Posted On: Oct 31, 2022
Apache Hudi 0.11.1 on Amazon EMR 6.8 includes support for Spark 3.3.0, adds Multi-Modal Index support and Data Skipping with Metadata Table that allows adding bloom filter and column stats indexes to tables which can significantly improve query performance, adds an Async Indexer service which allows users to create different kinds of indices (e.g., files, bloom filters, and column stats) in the metadata table without blocking ingestion, includes Spark SQL improvements adding support for update or delete records in Hudi tables using non-primary-key fields and Time travel query via timestamp as of syntax, includes Flink integration improvements with support for both Flink 1.13.x and 1.14.x and support for complex data types such as Map and Array etc. In addition, Hudi 0.11.1 includes bug fixes over Hudi 0.11.0 available in Amazon EMR release 6.7. For more details, refer to the OSS Hudi release docs.
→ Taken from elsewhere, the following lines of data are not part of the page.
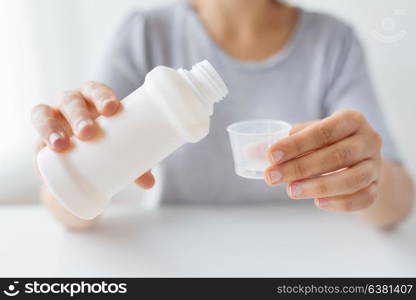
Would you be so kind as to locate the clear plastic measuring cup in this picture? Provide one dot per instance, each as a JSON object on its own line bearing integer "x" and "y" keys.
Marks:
{"x": 250, "y": 141}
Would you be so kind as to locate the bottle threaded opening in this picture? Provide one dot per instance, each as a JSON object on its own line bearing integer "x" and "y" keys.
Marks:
{"x": 206, "y": 83}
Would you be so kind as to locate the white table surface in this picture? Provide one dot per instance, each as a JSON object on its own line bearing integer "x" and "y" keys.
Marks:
{"x": 279, "y": 241}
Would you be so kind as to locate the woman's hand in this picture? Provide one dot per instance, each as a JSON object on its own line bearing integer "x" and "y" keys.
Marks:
{"x": 336, "y": 160}
{"x": 75, "y": 114}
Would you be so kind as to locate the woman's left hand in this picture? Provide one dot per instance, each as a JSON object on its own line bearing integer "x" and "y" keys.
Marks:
{"x": 336, "y": 160}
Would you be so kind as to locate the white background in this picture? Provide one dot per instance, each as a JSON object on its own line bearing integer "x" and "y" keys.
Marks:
{"x": 51, "y": 45}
Apache Iceberg 0.14.0 on Amazon EMR 6.8 includes support for Spark 3.3.0, adds Merge-on-read support for MERGE and UPDATE statements, adds support to rewrite partitions using Z-order that allows to re-organize partitions to be efficient with query predicates on multiple columns and also to keep similar data together, includes several performance improvements for scan planning in Spark queries, add support for row group skipping using Parquet bloom filters, etc. For more details, refer to the OSS Iceberg release docs.